Они лежали обе на спине, разговаривали вполголоса, и обе смотрели на мерцающие в полутьме кроватные шарики. Они по-прежнему поблёскивали тускло и неярко, а потом вдруг потухли быстренько, один за другим, — луна, видимо, уплыла в сторону, и её бледные лучи не доставали теперь окошка.
— Я ни о чём таком не говорила, дочка, с тобой никогда, — продолжала Анфиса, когда шарики потухли. — А сейчас, гляжу, лежишь, вздыхаешь.
— Ну так что? Смешно всё-таки — старик влюбился.
— Не ври, Вера! — построже сказала Анфиса. — Этот старик — Алейников! В районе-то страшнее его нет начальника. И я чую — завиляла твоя душонка от соблазна.
— Куда завиляла? Какого соблазна?! — почти с искренней обидой воскликнула Вера. — Что придумываешь?
— Я не придумываю, Верка, — вздохнула Анфиса. — Она у тебя вообще вроде вилюшками пошла.
— Интересно… Я не знаю, прямая она у меня выросла или вилюшками. А ты знаешь.
— А со стороны всегда виднее. В общем, гляди… Обзаришься — потом локти будешь кусать, ежели к Семёну у тебя настоящая любовь.
— А она бывает, настоящая-то?
Анфиса, кажется, перестала даже дышать. А дочь продолжала насмешливо и безжалостно:
— И что такое — настоящая? Ты к Сёмкиному отцу бегаешь и думаешь, что у тебя настоящая… А оно всё не так, всё проще. Тебя тянет просто к мужику сильному, удачливому, зацепистому в жизни… С досады бегаешь, что вышла за размазню какого-то, а не за мужика. Чтоб отомстить ему…
— Верка! — Анфиса рывком села на кровати.

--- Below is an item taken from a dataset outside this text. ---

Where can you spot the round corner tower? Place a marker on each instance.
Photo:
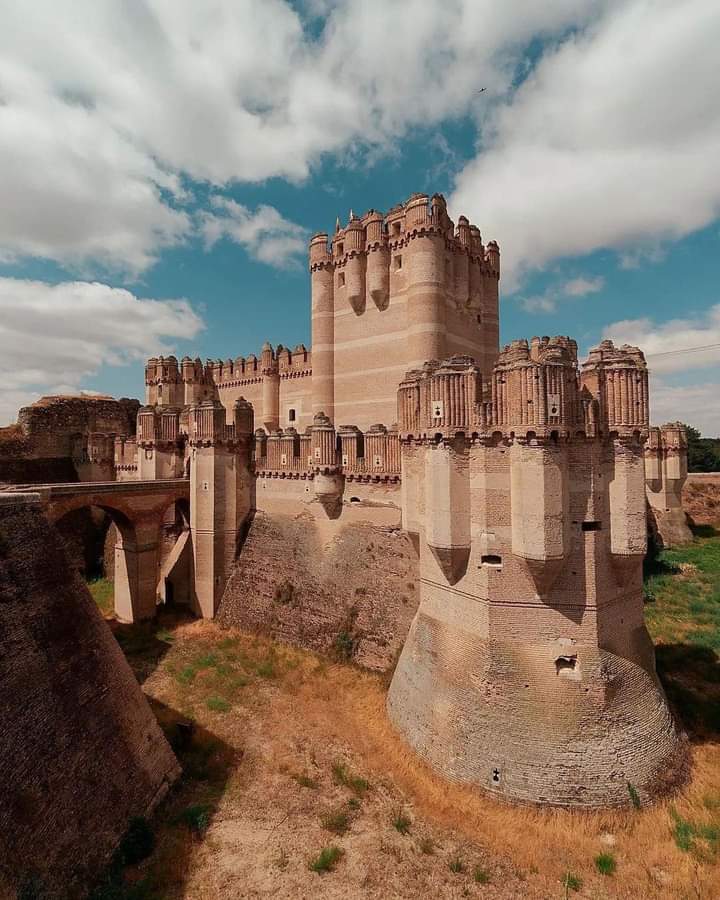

— Чего — Верка? — поднялась и Вера. — Зачем кричишь? Разбудишь всех. Анфиса посидела безмолвно, тихо опустилась на подушку, до самого подбородка натянула одеяло.
— Вон ты, оказывается, какая выросла?! А мне-то, дуре, невдомёк…
— Ну, так знай теперь, — сказала Вера спокойно.
Анфиса полежала не шевелясь минут десять-пятнадцать, откинула одеяло, спустила ноги с кровати.
— И как же теперь ты… с Семёном?
— Что с Семёном? Не облезет, ежели что… Но я сказала — не знаю ещё. Погляжу.
Анфиса всхлипнула раз-другой.
— Опять… — насмешливо произнесла Вера. — Тебе-то что волноваться? Не тебе решать…
— Да как ты можешь… Как ты можешь? — Анфиса не договорила, захлебнулась в слезах, замолчала, но дочь поняла её с полуслова.
— Так и могу… Потому что Сёмка, он… Я думала, он в отца… А он вроде в отца, да только в моего… Когда я поняла это, подумала: свадьбу нашу отложить бы, что ли. Тем более что война. В общем — договорились отложить. Но всё-таки до конца я с ним всё обрывать не хочу… Не хотела пока. Да и сейчас — надо ещё поглядеть поближе, что он такое, этот Алейников.
Анфиса ждала, когда дочь выговорится и замолчит, а потом встала и пошла в кухню, на свою кровать. Но у двери остановилась и произнесла чужим, незнакомым голосом:
— Глядеть гляди, а Сёмкину жизнь я тебе калечить не дам. Я объясню ему, какая у тебя душонка, чтоб он знал…
— Не смей! Ты… слышишь?! — воскликнула Вера, сорвалась с кровати, подбежала к матери, шлёпая по полу голыми ногами, взяла её крепко за плечи. — Не вмешивайся, понятно? Иначе… иначе…
— Что иначе?
— Не знаю… Но нехорошо будет… На всю жизнь врагами сделаемся. Ты ведь меня не знаешь ещё, мама…
— Это правда, я тебя не знала ещё, — сказала Анфиса и вышла.
На другой день после сватовства Вера весь день безвыходно просидела в своей рабочей комнатушке. Ей казалось почему-то, что все сотрудники райкома знают уже о необычном предложении Алейникова, поглядывают на неё с удивлением и любопытством. Когда ей приносили какую-нибудь работу, она брала её молча, не поднимая глаз, а пальцы её подрагивали.
И ещё ей казалось, особенно под вечер, что каждую минуту может войти Алейников. И всякий раз, когда со скрипом отворялась дверь, она ещё гуще наливалась краской, у неё багровела даже шея. И она не знала, не представляла, что она будет делать, как поведёт себя, если действительно появится Яков.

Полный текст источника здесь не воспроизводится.